Angle-of-Impact Calculator¶
Run the Angle-of-Impact Calculator Fullscreen
About This MicroSim¶
When a blood drop strikes a surface at an angle, it leaves an elliptical
stain — the steeper the angle, the rounder the stain; the shallower the angle,
the more stretched and narrow it becomes. Bloodstain pattern analysts use this
geometry to recover the angle of impact from a simple measurement:
sin θ = Width / Length.
This MicroSim lets you measure a stain and apply that formula. Size the elliptical stain, read the width-to-length ratio, and calculate the angle θ — then watch the trajectory diagram redraw to match.
How to Use It¶
- Drag the blue handles on the stain (or use the Width and Length sliders) to set its dimensions in millimetres.
- Read the live ratio:
sin θ = Width / Length. - Compute the angle yourself, then press Calculate to check your answer and draw the trajectory with a protractor arc.
- Press New Stain for a fresh randomized stain to measure and solve.
What You Can Learn¶
- Calculate the angle of impact from a bloodstain's width and length.
- Explain why a near-90° impact gives a round stain and a shallow impact gives a long, narrow one.
- Connect the algebraic formula to the physical geometry of the drop's path.
You can embed this MicroSim on your own web page with this iframe:
<iframe src="https://dmccreary.github.io/forensic-science/sims/angle-of-impact-calculator/main.html"
width="100%" height="482" scrolling="no"></iframe>
Lesson Plan¶
Audience: High-school forensic science (grades 9–12) Time: 15–20 minutes Bloom level: Apply (L3) — calculate the angle.

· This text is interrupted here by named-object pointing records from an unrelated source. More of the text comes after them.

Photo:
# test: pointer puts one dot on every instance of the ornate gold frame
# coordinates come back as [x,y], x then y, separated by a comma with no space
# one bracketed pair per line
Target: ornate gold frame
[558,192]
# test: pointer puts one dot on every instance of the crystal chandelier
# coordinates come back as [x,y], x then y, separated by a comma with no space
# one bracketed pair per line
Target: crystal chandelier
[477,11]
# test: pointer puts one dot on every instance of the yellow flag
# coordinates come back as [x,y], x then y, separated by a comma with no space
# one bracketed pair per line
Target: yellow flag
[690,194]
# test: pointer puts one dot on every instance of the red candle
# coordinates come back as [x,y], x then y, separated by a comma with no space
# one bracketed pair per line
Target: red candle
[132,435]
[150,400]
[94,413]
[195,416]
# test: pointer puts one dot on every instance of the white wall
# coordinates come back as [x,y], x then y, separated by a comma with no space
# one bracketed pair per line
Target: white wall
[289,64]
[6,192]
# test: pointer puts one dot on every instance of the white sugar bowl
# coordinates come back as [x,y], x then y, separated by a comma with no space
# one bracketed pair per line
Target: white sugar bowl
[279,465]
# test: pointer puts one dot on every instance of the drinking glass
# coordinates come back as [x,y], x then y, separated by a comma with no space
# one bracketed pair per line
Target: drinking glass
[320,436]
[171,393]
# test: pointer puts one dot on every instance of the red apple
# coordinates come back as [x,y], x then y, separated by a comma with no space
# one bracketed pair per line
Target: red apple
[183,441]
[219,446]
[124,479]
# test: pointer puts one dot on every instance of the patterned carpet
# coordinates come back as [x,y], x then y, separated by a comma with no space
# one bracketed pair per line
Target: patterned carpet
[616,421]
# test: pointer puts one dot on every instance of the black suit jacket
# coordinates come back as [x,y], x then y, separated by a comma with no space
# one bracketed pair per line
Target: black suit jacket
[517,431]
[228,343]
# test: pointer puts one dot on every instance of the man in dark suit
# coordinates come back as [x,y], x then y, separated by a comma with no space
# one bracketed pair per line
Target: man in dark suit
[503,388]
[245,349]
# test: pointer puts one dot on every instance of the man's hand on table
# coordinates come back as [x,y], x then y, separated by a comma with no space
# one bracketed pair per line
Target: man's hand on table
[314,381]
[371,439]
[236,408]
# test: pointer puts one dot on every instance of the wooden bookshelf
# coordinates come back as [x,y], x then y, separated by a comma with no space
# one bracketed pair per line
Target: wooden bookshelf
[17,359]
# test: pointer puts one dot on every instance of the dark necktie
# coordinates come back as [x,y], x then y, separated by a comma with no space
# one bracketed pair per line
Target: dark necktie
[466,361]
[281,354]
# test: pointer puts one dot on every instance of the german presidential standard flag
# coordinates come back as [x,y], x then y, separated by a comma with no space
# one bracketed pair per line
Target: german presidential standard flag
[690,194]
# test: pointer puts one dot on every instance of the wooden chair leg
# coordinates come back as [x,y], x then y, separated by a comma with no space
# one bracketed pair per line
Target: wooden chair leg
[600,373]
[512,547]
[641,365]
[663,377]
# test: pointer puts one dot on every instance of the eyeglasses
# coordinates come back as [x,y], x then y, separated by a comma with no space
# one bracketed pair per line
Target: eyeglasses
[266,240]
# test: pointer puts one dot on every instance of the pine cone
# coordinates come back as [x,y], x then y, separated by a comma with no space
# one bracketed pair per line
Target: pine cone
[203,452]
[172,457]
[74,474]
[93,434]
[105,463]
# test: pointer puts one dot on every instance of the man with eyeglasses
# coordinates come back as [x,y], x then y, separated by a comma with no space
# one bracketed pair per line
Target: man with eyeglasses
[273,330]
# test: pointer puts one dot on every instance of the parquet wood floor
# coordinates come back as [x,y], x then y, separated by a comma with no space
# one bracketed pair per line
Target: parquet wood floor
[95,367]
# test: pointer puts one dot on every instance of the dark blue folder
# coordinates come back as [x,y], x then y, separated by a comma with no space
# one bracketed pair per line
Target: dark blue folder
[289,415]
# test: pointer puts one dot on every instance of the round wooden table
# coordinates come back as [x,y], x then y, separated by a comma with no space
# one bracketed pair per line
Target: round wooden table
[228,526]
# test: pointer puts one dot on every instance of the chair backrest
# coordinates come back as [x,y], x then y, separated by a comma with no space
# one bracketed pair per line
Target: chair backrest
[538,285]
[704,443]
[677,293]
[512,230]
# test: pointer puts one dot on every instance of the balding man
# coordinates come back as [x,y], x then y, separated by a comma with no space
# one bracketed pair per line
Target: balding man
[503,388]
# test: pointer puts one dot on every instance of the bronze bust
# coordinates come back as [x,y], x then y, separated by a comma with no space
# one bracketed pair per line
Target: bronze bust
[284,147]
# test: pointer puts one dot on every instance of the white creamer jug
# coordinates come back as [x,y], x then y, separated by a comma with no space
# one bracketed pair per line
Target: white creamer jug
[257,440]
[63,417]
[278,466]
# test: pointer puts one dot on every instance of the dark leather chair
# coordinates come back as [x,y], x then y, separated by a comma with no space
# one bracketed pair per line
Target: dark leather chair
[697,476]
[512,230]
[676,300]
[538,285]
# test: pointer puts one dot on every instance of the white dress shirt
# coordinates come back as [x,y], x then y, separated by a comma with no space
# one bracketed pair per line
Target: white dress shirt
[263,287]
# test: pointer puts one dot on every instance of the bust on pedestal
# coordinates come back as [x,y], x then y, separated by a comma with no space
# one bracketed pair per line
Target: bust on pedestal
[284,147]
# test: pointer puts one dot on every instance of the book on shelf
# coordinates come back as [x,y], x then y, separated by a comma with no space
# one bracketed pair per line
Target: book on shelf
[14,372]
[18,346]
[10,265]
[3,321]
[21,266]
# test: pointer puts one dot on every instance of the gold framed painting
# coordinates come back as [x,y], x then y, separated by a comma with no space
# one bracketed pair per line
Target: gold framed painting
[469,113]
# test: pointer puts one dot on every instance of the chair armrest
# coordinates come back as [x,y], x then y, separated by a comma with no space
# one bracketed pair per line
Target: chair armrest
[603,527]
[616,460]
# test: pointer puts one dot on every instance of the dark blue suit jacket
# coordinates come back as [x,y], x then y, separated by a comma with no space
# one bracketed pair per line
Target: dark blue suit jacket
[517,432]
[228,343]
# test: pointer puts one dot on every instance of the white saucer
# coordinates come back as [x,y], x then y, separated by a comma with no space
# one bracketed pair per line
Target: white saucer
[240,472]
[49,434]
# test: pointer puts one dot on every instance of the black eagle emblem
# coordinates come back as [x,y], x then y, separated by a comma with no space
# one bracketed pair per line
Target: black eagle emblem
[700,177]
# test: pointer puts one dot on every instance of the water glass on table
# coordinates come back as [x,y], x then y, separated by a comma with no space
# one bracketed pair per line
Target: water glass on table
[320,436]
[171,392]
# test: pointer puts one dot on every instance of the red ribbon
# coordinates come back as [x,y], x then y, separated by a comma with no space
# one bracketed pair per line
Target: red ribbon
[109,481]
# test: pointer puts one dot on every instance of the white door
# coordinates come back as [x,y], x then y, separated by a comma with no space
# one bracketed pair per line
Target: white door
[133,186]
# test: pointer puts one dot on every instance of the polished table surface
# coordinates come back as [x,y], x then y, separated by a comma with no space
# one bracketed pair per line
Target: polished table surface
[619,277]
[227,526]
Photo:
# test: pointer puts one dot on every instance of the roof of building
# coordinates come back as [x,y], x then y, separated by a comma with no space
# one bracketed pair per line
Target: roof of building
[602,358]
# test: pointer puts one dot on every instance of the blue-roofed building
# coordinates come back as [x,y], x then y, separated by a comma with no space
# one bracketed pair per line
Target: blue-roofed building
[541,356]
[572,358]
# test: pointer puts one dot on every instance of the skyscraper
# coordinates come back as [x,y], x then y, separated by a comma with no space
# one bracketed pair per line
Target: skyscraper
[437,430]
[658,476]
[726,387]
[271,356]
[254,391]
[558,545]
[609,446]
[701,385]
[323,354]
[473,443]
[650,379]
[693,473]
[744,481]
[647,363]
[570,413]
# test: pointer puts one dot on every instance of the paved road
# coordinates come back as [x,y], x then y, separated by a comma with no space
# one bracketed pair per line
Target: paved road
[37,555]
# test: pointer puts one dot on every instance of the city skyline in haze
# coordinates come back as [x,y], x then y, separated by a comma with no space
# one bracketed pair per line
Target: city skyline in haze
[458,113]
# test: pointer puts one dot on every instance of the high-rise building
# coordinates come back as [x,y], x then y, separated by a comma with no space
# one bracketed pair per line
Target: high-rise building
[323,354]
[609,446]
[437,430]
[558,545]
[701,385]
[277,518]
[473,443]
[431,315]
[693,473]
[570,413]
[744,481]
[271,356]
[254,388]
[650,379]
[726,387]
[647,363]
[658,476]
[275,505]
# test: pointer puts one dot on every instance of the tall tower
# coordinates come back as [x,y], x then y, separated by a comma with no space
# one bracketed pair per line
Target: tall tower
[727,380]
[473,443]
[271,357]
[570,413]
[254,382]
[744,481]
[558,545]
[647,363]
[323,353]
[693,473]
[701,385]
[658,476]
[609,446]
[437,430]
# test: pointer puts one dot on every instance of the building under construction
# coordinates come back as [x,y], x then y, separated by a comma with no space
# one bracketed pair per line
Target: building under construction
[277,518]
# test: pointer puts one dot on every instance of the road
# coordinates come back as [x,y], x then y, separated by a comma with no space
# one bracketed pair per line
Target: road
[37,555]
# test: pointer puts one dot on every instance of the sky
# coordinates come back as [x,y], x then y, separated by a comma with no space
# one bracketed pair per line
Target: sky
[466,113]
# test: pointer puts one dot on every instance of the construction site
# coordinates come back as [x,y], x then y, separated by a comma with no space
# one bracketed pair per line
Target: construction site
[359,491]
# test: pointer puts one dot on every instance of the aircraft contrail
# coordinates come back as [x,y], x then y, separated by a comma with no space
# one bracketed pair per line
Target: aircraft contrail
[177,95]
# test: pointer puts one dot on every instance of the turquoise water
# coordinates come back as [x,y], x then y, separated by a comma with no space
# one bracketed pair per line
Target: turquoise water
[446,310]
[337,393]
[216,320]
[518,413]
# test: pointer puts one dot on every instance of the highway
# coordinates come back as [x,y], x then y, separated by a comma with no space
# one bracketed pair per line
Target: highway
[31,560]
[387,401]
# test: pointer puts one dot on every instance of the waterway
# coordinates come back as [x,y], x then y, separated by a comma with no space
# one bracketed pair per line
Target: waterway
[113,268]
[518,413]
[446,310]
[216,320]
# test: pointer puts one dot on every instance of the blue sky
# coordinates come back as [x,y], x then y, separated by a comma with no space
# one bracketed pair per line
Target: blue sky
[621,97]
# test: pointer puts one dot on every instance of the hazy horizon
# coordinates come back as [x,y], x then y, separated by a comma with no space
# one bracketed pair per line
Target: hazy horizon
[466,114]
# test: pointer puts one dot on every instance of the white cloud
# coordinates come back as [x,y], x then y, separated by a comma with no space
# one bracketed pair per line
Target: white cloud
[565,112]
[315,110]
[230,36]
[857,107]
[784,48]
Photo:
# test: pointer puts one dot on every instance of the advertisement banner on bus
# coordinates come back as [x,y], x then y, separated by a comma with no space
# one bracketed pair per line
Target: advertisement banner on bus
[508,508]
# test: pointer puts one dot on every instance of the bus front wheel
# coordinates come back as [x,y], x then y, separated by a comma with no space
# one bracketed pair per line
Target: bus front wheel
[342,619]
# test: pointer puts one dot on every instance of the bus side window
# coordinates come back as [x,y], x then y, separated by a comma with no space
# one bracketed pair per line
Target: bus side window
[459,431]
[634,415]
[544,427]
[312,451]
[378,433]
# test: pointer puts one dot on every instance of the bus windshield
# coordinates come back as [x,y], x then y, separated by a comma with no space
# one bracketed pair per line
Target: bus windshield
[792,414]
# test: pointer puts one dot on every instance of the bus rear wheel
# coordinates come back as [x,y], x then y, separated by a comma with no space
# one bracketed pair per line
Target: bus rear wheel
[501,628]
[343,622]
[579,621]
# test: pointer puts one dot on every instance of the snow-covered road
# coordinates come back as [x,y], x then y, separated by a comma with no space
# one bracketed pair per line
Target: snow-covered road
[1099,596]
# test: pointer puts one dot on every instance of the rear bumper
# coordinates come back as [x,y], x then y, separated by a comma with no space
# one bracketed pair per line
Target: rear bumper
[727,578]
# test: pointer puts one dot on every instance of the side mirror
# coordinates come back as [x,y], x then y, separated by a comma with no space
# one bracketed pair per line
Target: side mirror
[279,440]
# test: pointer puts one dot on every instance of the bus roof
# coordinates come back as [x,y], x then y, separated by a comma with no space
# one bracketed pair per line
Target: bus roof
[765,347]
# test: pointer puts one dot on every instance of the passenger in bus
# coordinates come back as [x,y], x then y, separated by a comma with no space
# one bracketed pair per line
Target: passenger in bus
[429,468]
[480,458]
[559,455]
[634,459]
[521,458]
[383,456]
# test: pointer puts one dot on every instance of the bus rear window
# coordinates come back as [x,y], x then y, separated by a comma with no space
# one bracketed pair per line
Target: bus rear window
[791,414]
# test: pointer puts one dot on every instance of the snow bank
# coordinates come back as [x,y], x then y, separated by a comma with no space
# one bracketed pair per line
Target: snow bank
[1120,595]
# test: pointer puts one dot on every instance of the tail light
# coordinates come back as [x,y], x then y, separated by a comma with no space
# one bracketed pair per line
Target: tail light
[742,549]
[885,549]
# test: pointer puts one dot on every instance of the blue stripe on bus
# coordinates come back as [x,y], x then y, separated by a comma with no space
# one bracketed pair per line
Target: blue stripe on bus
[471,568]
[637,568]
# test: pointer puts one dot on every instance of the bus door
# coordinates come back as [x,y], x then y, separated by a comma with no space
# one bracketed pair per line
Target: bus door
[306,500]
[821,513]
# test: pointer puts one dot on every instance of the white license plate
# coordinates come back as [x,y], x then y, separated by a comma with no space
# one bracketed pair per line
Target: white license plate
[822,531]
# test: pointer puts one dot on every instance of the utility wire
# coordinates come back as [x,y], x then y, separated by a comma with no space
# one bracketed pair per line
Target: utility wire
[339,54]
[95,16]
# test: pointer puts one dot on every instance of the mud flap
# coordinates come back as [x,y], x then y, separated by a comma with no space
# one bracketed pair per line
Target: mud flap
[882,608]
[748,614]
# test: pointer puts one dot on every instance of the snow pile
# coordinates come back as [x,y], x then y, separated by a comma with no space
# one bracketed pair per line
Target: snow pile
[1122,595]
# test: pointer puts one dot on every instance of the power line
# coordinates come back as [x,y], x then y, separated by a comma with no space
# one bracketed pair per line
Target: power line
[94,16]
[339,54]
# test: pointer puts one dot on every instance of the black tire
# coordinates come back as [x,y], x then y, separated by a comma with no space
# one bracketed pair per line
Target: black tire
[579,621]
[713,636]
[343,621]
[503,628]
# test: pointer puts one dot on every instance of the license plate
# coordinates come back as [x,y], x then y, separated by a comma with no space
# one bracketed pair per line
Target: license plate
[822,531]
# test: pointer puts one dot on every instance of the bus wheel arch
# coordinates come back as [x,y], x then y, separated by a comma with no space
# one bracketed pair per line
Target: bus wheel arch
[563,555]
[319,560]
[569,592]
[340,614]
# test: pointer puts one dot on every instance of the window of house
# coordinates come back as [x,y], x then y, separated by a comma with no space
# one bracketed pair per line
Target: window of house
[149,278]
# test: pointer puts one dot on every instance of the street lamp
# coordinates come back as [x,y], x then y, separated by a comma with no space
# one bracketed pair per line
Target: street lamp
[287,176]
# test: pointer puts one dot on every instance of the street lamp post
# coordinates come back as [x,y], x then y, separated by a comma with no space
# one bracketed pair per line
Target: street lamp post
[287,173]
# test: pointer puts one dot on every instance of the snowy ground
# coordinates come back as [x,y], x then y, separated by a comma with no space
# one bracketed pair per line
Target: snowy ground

Worked example. Set Width = 15 mm and Length = 30 mm. Have students compute
sin θ = 15/30 = 0.5, so θ = 30°, before pressing Calculate to confirm.
Guided questions:
- Keep the length fixed and increase the width. Does the calculated angle get larger or smaller? Why?
- What stain shape corresponds to an impact angle near 90°?
- Why can the width never be larger than the length?
Extension. Discuss how analysts combine many stains' impact angles with their positions to triangulate the area of origin of the blood source.
References¶
- Bloodstain pattern analysis (Wikipedia) — interpreting stains at a scene.
- Angle of impact (Wikipedia) — the width/length method.
- Inverse sine (Wikipedia) — recovering an angle from a ratio.
- p5.js reference — the library used to build this simulation.
Specification¶
This MicroSim was generated from a specification in Chapter 7: Bloodstain Pattern Analysis.
Design note: the angle answer stays hidden ("?") until you press Calculate, so the student performs the
sin θ = W/Lcomputation before checking it. Stain dimensions are constrained to width ≤ length, since the ratio cannot exceed 1.